Dunque Il Giornale – come confermarono i magistrati ternani – aveva spacciato un pezzo di carta straccia per un atto giudiziario, conferendogli i crismi dell’ufficialità. Dal giorno delle Sue dimissioni Lei ha lodevolmente scelto la strada del silenzio e di Lei si è tornati a parlare solo quando è stato nominato dal governo Berlusconi (ministero dello Sviluppo economico) tra i membri della Consulta Filatelica Nazionale, prestigioso organismo consultivo “per definire gli indirizzi di politica filatelica e il programma annuale di emissione” dei francobolli. L’altra sera però abbiamo appreso da Feltri, ospite di La7, che Lei non ha mai denunciato Il Giornale per ottenere il risarcimento dei gravissimi danni subiti. Feltri ha aggiunto di trovare curioso che, se davvero i vescovi italiani La ritengono vittima di un sopruso, abbiano accettato le Sue dimissioni su due piedi e non Le abbiano offerto una tribuna da cui riprendere l'attività di giornalista. Le affermazioni di Feltri non sono state smentite. La questione ormai esce dal Suo privato e diventa pubblica. Anche perché il “trattamento Boffo” inaugurato dal Giornale con Lei ha conciato per le feste una lunga sfilza di politici, giornalisti e magistrati che avevano osato mettersi di traverso sulla strada del premier padrone (pardòn, fratello del padrone), giù giù sino a Fini (come ha denunciato il Suo successore, Marco Tarquinio).
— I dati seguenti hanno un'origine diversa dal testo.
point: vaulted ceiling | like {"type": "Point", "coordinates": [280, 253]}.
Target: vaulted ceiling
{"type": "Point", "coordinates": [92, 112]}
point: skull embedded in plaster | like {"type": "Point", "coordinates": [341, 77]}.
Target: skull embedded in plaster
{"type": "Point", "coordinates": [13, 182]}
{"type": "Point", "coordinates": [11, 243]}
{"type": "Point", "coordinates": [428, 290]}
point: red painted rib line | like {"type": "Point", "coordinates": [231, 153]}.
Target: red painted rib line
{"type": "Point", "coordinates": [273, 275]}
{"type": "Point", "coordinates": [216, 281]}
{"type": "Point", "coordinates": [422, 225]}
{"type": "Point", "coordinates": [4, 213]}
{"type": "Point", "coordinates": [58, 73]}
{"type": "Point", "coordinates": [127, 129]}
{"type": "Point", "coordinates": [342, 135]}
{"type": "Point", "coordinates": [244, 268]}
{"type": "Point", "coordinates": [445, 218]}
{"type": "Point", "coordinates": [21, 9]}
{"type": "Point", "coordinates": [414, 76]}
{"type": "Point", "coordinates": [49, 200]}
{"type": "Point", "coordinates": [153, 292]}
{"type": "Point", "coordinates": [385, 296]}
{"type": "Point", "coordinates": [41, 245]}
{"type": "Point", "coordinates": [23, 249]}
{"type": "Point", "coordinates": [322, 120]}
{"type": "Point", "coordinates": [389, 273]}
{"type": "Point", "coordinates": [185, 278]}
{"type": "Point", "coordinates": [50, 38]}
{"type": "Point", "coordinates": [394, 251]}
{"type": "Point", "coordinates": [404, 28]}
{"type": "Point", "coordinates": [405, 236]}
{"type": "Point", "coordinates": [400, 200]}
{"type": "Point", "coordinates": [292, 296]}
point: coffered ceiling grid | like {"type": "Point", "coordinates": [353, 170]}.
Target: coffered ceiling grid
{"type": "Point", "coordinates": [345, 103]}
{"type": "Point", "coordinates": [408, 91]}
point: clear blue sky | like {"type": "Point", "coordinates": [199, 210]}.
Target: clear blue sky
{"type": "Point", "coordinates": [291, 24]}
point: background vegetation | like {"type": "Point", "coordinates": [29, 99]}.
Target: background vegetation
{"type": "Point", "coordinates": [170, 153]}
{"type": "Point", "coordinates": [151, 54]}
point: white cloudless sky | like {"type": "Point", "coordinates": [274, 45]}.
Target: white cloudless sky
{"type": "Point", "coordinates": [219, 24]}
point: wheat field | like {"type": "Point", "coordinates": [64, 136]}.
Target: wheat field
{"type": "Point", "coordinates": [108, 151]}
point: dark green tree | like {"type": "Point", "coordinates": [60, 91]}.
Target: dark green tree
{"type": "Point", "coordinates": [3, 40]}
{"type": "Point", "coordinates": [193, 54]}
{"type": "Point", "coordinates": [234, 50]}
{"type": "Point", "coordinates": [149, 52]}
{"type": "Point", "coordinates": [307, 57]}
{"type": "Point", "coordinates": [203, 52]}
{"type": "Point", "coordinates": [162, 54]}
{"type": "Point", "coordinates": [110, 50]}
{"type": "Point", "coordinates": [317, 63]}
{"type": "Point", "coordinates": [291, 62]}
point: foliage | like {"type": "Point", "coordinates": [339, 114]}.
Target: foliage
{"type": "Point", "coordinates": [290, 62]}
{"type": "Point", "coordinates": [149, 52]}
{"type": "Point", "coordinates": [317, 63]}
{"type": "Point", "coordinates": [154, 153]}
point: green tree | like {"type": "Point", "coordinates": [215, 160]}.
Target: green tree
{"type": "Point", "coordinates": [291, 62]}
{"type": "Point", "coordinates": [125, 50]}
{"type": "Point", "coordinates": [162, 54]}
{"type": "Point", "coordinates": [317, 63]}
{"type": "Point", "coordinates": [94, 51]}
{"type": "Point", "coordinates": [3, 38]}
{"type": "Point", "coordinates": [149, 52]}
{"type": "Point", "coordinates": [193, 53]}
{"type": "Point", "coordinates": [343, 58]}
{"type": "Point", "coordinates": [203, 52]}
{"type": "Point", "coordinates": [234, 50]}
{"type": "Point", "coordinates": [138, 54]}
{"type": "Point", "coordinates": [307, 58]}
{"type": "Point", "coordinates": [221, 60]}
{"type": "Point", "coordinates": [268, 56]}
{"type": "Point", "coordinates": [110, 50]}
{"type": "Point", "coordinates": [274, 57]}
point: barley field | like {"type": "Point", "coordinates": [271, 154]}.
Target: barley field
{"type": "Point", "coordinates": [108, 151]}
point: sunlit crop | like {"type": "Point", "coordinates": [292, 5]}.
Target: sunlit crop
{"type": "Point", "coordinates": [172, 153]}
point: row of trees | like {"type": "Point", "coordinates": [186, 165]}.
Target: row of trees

Feltri l’aveva minacciosamente preannunciato nel primo editoriale a Lei dedicato: “La Repubblica scava nel privato del premier e l’Avvenire ha messo mano al piccone per recuperare materiale adatto a creare una piattaforma su cui costruire una campagna moralistica contro Berlusconi... Se il livello della polemica è basso, prima o poi anche chi era abituato a volare alto, o almeno si sforzava di non perdere quota, è destinato a planare per rispondere agli avversari. Cominciamo da Dino Boffo...”.
Forse è venuto il momento di rompere il riserbo e fare definitivamente chiarezza sul Suo caso. Anzitutto rendendo pubblici gli atti del Suo processo, che i cronisti non hanno potuto visionare perché manca il consenso del condannato (Lei). E poi spiegando perché Lei non ha ritenuto di denunciare Il Giornale, anzi è stato visto a pranzo proprio con Feltri nel febbraio scorso. C’è qualcosa che ancora non sappiamo? Forse la famiglia del premier ha preferito chiudere la querelle con un risarcimento preventivo per evitare una causa pubblica? Può farci gentilmente sapere? Attendiamo Sue notizie.